Going into the voting, independent projections based on registration figures indicated that the turnout may be worse than the 36.4 percent level reached in the last midterm election of 1986. That was, in turn, the poorest voter showing since the 1942 midterm election.Curtis Gans, director of the Committee for the Study of the American Electorate, described Tuesday's turnout as a "cliffhanger" in the sense that with only a small segment of the vote still not counted as of Wednesday afternoon, the turnout was almost exactly at the 1986 level.

"If there are 3 million votes out there it will be lower than in 1986; if there are 4 million it will be about the same," said Gans.

Gans added that turnout for Democrats held fairly steady, while Republican turnout was down by only a slight margin.

However, Gans added that an analysis of the figures from across the country showed no pattern except that turnout appeared driven solely by the importance and closeness of the top race from state to state.

Of the 46 states that had statewide races on tap, Gans said turnout increased from the last midterm election in 23 states, while dropping in the other 23.

And in some of the places where the key races were viewed as critical, the turnout showed it, regardless of whether the contest was close.

For example, in the District of Columbia, Democrat Sharon Pratt Dixon was elected mayor with an astounding 86 percent of the vote. Turnout was a record 53 percent.

In that case, even though the outcome was not in doubt, the race was viewed as critical because it represented a changing of the guard from the troubled administration of Mayor Marion Barry, who was convicted of drug charges earlier this year and was not in the race.

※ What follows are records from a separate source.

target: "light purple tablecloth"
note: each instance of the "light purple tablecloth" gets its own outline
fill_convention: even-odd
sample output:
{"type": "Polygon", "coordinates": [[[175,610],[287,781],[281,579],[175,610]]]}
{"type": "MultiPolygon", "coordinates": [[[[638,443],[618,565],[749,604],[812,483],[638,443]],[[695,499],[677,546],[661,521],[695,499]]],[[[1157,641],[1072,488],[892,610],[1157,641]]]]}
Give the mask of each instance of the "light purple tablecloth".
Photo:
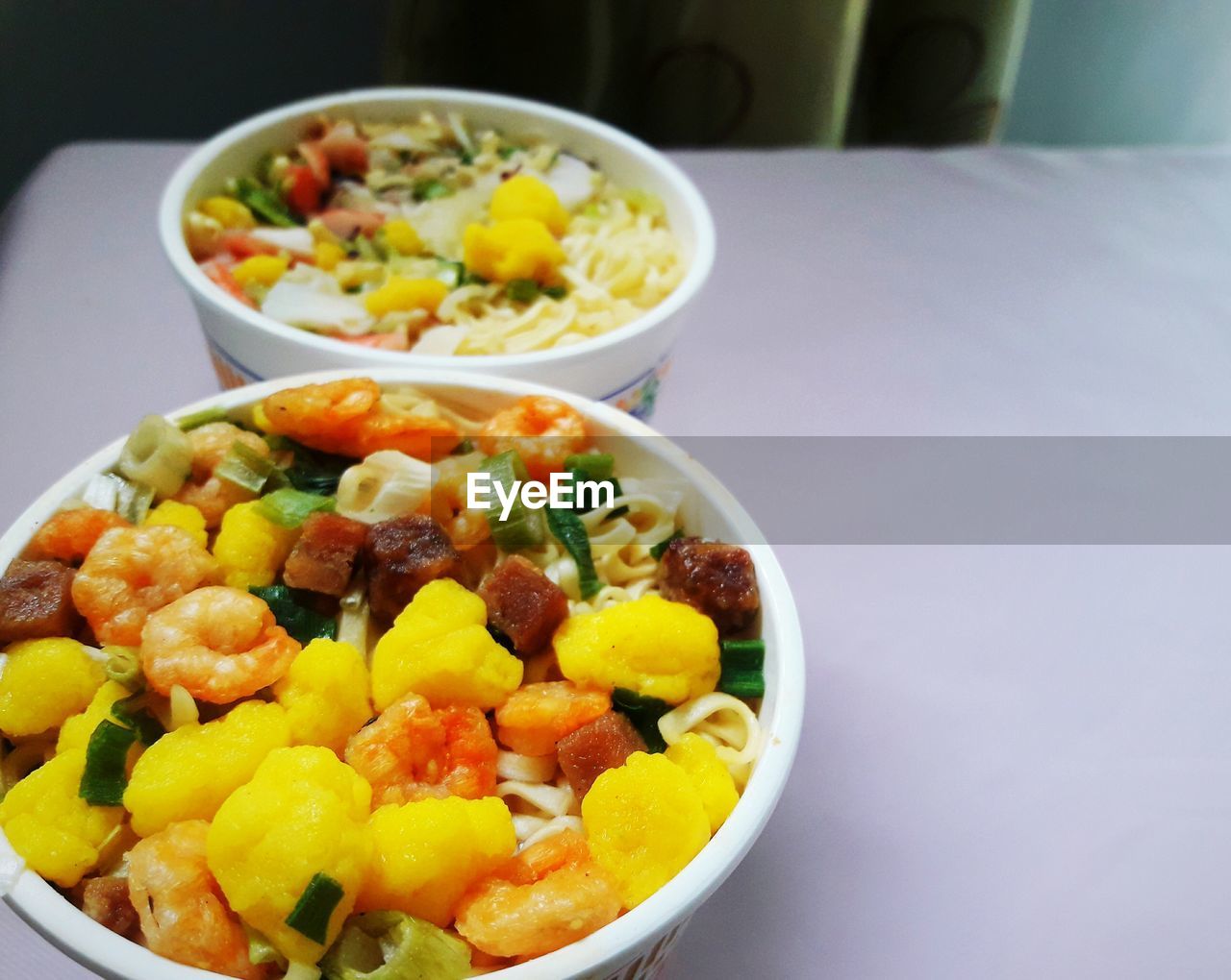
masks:
{"type": "MultiPolygon", "coordinates": [[[[154,208],[183,146],[52,156],[0,234],[0,525],[211,392],[154,208]]],[[[668,434],[1226,434],[1231,155],[680,154],[719,259],[668,434]]],[[[671,980],[1225,978],[1231,552],[784,547],[785,797],[671,980]]],[[[85,971],[0,906],[0,976],[85,971]]]]}

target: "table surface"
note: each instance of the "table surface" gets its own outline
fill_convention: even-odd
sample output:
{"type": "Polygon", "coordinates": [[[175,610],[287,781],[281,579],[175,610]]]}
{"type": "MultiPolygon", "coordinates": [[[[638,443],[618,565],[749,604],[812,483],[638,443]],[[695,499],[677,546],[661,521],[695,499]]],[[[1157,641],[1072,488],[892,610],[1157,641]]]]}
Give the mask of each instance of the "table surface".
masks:
{"type": "MultiPolygon", "coordinates": [[[[0,526],[139,414],[214,390],[155,236],[186,149],[65,148],[5,215],[0,526]]],[[[719,256],[667,434],[1231,430],[1231,154],[677,160],[719,256]]],[[[1226,976],[1227,548],[779,557],[799,757],[671,980],[1226,976]]],[[[5,976],[87,975],[4,906],[0,949],[5,976]]]]}

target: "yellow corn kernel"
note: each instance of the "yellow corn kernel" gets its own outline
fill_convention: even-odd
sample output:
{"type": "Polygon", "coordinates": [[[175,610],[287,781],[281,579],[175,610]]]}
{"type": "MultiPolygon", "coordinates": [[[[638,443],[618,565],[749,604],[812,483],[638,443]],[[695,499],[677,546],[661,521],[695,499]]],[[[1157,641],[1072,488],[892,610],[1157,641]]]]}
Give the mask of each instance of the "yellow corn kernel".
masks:
{"type": "Polygon", "coordinates": [[[517,850],[513,818],[497,797],[382,807],[368,828],[372,863],[356,909],[406,912],[437,926],[449,925],[467,888],[517,850]]]}
{"type": "Polygon", "coordinates": [[[164,500],[145,515],[144,525],[165,524],[171,528],[181,528],[192,535],[192,539],[206,546],[209,535],[206,532],[206,515],[192,504],[181,504],[178,500],[164,500]]]}
{"type": "Polygon", "coordinates": [[[662,755],[633,753],[581,800],[590,851],[616,879],[625,909],[670,882],[709,841],[709,818],[684,771],[662,755]]]}
{"type": "Polygon", "coordinates": [[[245,258],[234,269],[231,275],[241,286],[260,283],[261,285],[273,285],[282,278],[282,273],[291,266],[291,259],[286,256],[252,256],[245,258]]]}
{"type": "Polygon", "coordinates": [[[209,871],[227,904],[284,957],[316,963],[355,907],[372,855],[372,787],[329,749],[277,749],[219,808],[209,826],[209,871]],[[308,883],[342,888],[324,944],[287,925],[308,883]]]}
{"type": "Polygon", "coordinates": [[[448,294],[449,288],[439,279],[406,279],[401,275],[390,275],[383,286],[363,298],[363,305],[373,316],[406,310],[427,310],[435,314],[436,307],[448,294]]]}
{"type": "Polygon", "coordinates": [[[491,196],[491,220],[508,221],[533,218],[560,237],[569,226],[569,213],[547,183],[529,173],[518,173],[496,188],[491,196]]]}
{"type": "Polygon", "coordinates": [[[245,701],[222,718],[167,732],[133,766],[124,807],[148,837],[176,820],[212,820],[275,749],[291,743],[281,705],[245,701]]]}
{"type": "Polygon", "coordinates": [[[547,225],[533,218],[513,218],[491,226],[467,225],[463,253],[468,269],[497,283],[551,283],[565,259],[547,225]]]}
{"type": "Polygon", "coordinates": [[[346,258],[346,250],[331,241],[319,241],[313,248],[316,267],[325,272],[332,272],[337,263],[346,258]]]}
{"type": "Polygon", "coordinates": [[[107,679],[75,639],[22,639],[5,649],[0,671],[0,732],[37,735],[89,707],[107,679]]]}
{"type": "Polygon", "coordinates": [[[709,831],[716,834],[740,802],[740,791],[735,788],[735,780],[718,757],[714,745],[696,732],[687,732],[680,741],[667,746],[665,755],[684,771],[700,793],[709,831]]]}
{"type": "Polygon", "coordinates": [[[223,227],[256,227],[256,219],[252,216],[252,211],[245,204],[235,200],[235,198],[206,198],[197,205],[197,210],[209,215],[223,227]]]}
{"type": "Polygon", "coordinates": [[[260,504],[247,500],[229,508],[214,539],[214,557],[223,567],[225,584],[233,589],[273,584],[299,540],[298,528],[281,528],[268,520],[260,504]]]}
{"type": "Polygon", "coordinates": [[[324,745],[339,756],[346,740],[372,719],[368,666],[350,643],[314,639],[273,685],[287,709],[292,745],[324,745]]]}
{"type": "Polygon", "coordinates": [[[60,888],[98,866],[100,848],[124,819],[122,807],[91,807],[79,796],[85,749],[36,769],[0,799],[0,828],[26,863],[60,888]]]}
{"type": "Polygon", "coordinates": [[[385,221],[380,225],[380,234],[384,235],[384,240],[390,247],[396,248],[404,256],[417,255],[423,248],[419,232],[405,218],[385,221]]]}

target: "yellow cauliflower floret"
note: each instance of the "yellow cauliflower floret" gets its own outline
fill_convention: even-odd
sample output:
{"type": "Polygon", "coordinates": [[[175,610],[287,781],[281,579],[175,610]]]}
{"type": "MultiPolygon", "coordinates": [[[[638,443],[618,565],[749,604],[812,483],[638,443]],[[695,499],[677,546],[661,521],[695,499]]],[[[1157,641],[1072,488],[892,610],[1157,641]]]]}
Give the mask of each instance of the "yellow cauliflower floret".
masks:
{"type": "Polygon", "coordinates": [[[272,584],[299,539],[298,528],[281,528],[260,507],[249,500],[228,509],[214,539],[214,557],[233,589],[272,584]]]}
{"type": "Polygon", "coordinates": [[[329,749],[278,749],[223,803],[209,828],[209,871],[230,907],[288,959],[315,963],[363,884],[372,787],[329,749]],[[314,875],[342,887],[324,944],[287,925],[314,875]]]}
{"type": "Polygon", "coordinates": [[[209,535],[206,532],[206,515],[192,504],[181,504],[178,500],[164,500],[145,515],[142,524],[166,524],[171,528],[180,528],[191,534],[201,547],[204,547],[209,540],[209,535]]]}
{"type": "Polygon", "coordinates": [[[533,218],[513,218],[490,226],[467,225],[463,252],[468,269],[496,283],[513,279],[554,283],[555,271],[565,259],[547,225],[533,218]]]}
{"type": "MultiPolygon", "coordinates": [[[[55,754],[63,755],[71,749],[84,749],[90,744],[90,735],[100,722],[116,721],[111,717],[111,706],[123,701],[132,694],[118,681],[108,680],[97,690],[94,700],[80,714],[74,714],[60,727],[60,737],[55,743],[55,754]]],[[[118,724],[118,722],[117,722],[118,724]]]]}
{"type": "Polygon", "coordinates": [[[372,863],[357,909],[395,910],[442,927],[462,893],[517,850],[513,818],[497,797],[382,807],[369,829],[372,863]]]}
{"type": "Polygon", "coordinates": [[[683,603],[644,595],[570,616],[555,631],[560,673],[576,684],[628,687],[680,705],[718,684],[718,628],[683,603]]]}
{"type": "Polygon", "coordinates": [[[384,711],[403,695],[433,708],[494,708],[522,682],[522,662],[485,628],[487,607],[453,579],[420,589],[372,653],[372,700],[384,711]]]}
{"type": "Polygon", "coordinates": [[[286,256],[252,256],[231,269],[231,275],[241,286],[252,283],[270,286],[282,278],[289,266],[291,259],[286,256]]]}
{"type": "Polygon", "coordinates": [[[337,755],[346,740],[372,719],[368,666],[350,643],[314,639],[273,685],[287,709],[292,745],[324,745],[337,755]]]}
{"type": "Polygon", "coordinates": [[[43,878],[71,888],[98,864],[98,851],[124,819],[122,807],[91,807],[78,791],[85,749],[57,755],[0,800],[12,850],[43,878]]]}
{"type": "Polygon", "coordinates": [[[206,198],[197,205],[197,210],[208,214],[223,227],[256,227],[256,219],[246,204],[241,204],[235,198],[215,197],[206,198]]]}
{"type": "Polygon", "coordinates": [[[391,221],[385,221],[380,225],[380,235],[384,236],[385,242],[390,247],[396,248],[404,256],[412,256],[423,248],[423,242],[419,237],[419,232],[415,231],[415,226],[405,218],[394,218],[391,221]]]}
{"type": "Polygon", "coordinates": [[[405,312],[409,310],[427,310],[436,312],[449,294],[449,288],[439,279],[407,279],[404,275],[390,275],[384,285],[373,289],[363,298],[363,305],[373,316],[405,312]]]}
{"type": "Polygon", "coordinates": [[[687,773],[662,755],[633,753],[581,800],[595,859],[616,879],[625,909],[670,882],[709,841],[709,818],[687,773]]]}
{"type": "Polygon", "coordinates": [[[534,218],[556,237],[569,226],[569,213],[560,204],[555,191],[529,173],[510,177],[491,196],[492,221],[515,218],[534,218]]]}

Meanwhile, the North Carolina Senate race - a much closer affair won by conservative Republican incumbent Jesse Helms over liberal black Democrat Harvey Gantt - also generated large voter interest.

"In that race you probably had the highest midterm turnout since women were given the franchise (to vote)," said Gans.

Historically, turnout in midterm elections is much lower than in years when the presidency is at stake and the race for the White House sparks more interest in politics.